The understanding reached by the United States and China appears to be quite a breakthrough.

The talks to broaden the ITA’s scope had been well along, said Chandler, but bogged down when China proposed excluding key categories from the agreement.

“We got as far as we could without China really getting in and playing ball,” Chandler told Inside GNSS. “What China wound up doing was saying that they would accept a very small subsector of the products that everybody else seemed to be good with, but they could not accept certain categories of products. The categories that they couldn’t accept were huge, like semiconductors and the next-generation semiconductors called MCOs (Multi-Component Semiconductors). China didn’t want 10 or 20 things to be in the agreement — but those 10 or 20 things were the bulk of the value of the agreement.”

China’s stance effectively brought the discussions to a halt. The rules of the existing agreement were such that, if a country agreed to drop its tariffs on the items in the expanded list, it had to drop them for all the members of the existing agreement — even if some of those members opted out of the broader deal. So, if the ITA countries agreed to go ahead without China buying into the entire new list, China could keep its tariffs in place but still get tariff-free treatment for those key exports.

“No country is going to do that because they’re not going to give China access to their markets without getting reciprocal treatment,” said Chandler, adding, “China was just too important a player to not continue negotiating with.”

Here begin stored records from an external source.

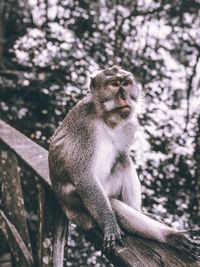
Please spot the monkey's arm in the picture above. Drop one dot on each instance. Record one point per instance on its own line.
(134, 221)
(98, 204)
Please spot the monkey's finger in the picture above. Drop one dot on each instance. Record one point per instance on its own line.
(122, 232)
(191, 232)
(120, 241)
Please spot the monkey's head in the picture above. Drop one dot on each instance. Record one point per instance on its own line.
(115, 94)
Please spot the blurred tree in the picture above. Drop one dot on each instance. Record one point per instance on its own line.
(56, 44)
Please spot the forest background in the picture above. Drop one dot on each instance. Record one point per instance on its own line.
(48, 49)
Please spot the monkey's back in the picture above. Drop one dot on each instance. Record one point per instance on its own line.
(71, 140)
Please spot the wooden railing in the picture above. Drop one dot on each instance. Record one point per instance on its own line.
(138, 252)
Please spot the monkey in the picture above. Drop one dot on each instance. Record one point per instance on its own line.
(91, 170)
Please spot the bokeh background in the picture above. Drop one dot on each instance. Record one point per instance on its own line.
(48, 49)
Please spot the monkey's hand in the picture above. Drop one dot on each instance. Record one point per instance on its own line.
(186, 245)
(112, 236)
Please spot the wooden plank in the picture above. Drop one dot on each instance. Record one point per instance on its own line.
(30, 152)
(14, 239)
(12, 197)
(137, 252)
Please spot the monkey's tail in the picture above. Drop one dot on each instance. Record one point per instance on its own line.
(60, 234)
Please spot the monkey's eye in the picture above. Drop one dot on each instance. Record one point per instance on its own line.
(133, 97)
(125, 83)
(114, 83)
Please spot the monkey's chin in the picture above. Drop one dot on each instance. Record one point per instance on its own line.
(125, 112)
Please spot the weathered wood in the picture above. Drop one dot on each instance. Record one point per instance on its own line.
(46, 227)
(6, 260)
(137, 252)
(8, 229)
(13, 201)
(32, 154)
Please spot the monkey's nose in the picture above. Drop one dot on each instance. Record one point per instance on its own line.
(122, 94)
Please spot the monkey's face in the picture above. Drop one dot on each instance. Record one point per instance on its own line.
(116, 92)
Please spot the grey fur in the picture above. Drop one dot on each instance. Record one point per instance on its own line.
(90, 167)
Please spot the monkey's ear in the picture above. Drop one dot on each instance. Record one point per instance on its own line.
(92, 83)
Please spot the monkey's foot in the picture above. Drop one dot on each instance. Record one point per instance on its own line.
(185, 245)
(111, 238)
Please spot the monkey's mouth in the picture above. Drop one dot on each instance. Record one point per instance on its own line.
(125, 109)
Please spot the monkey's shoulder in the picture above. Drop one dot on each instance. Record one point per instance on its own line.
(76, 130)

The new list has some 200 categories of goods. Besides navigation equipment tariffs will be lifted on medical devices, video game consoles, prepaid cards for things like software, loudspeakers and semiconductors, including the new MCOs. Tariffs on these goods ran as high as 30 percent, Ambassador Michael Froman, the U.S. trade representative, told reporters.

Once the deal is finalized, Froman said, industry estimates suggest it “would eliminate tariffs on roughly $1 trillion of global sales of IT products. It would contribute to global GDP $190 billion and would support up to 60,000 additional U.S. jobs in technology and manufacturing.”

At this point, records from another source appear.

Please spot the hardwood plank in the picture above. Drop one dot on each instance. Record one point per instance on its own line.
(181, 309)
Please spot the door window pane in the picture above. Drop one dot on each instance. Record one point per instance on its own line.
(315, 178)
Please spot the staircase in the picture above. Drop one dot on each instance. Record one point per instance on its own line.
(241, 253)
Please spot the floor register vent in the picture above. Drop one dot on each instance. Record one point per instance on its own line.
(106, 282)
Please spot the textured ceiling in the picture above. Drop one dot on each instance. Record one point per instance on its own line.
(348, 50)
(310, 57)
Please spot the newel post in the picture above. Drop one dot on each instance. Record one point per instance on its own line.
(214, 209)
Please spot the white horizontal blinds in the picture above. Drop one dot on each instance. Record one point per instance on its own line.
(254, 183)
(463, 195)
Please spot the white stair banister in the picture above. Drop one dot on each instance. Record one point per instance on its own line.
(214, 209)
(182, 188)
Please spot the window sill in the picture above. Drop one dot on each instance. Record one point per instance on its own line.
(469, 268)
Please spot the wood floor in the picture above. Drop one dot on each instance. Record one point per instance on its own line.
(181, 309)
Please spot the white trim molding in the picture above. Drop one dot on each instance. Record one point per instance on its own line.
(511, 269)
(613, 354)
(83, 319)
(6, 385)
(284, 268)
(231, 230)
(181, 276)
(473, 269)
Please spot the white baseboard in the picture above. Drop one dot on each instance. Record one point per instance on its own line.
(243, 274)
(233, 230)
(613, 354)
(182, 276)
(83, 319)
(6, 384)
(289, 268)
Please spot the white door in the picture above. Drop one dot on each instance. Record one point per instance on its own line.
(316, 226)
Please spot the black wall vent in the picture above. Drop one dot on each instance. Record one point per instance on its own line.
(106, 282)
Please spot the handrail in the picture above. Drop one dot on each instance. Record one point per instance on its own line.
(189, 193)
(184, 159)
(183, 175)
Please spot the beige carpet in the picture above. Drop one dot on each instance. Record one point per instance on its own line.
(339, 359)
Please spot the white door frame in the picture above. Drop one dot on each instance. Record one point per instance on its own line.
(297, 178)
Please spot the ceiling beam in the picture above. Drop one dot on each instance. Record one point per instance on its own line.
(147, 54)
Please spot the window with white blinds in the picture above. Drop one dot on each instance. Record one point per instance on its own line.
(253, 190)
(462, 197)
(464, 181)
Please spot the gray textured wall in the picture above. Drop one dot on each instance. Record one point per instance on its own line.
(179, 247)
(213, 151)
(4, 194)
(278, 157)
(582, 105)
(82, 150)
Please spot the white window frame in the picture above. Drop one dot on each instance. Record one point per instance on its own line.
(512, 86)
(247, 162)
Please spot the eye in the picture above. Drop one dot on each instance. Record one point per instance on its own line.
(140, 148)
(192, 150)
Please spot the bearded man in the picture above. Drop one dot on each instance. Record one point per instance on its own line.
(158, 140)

Semiconductor Innovation Could Aid GPS Trade Imbalance
The impact of removing tariffs on the U.S. GNSS industry, however, remains unclear.

The United States exported $534 million of GPS receivers and other navigational apparatus in 2013, according to data from the U.S. International Trade Commission Dataweb. Imports, however, for the same year were more than five times greater at $2.879 billion. ITC figures show that the U.S. — whose GPS products have been subject to tariffs of as much as 8 percent, according to the Wall Street Journal — has been a net importer of navigation equipment since the year 2000.

But American receiver manufacturers may get a boost from MCOs — a new chip technology in which the U.S. is the global leader.

“MCOs essentially combine into a single semiconductor device the functions previously done by two or more semi-conductor devices,” explained Devi Keller, deputy director for global policy at the Semiconductor Industry Association. “There is a megatrend in the industry of miniaturization, diversification and more functionality on a single-chip. So that is what makes it different — it is essentially putting the functionality of multiple semiconductor devices into a single device.”

The U.S. is already the largest manufacturer of MCOs – a product expected to see growth of 10 percent annually for the next five years, Keller said. Innovations in MCOs ultimately could help GPS receiver manufacturers.

“MCOs are very likely included in many GPS devices, as MCOs are found across a broad variety of ICT (information and communication technology) applications,” said Keller. “Even if MCOs are not part of some GPS devices today, they likely will be in the very near future.”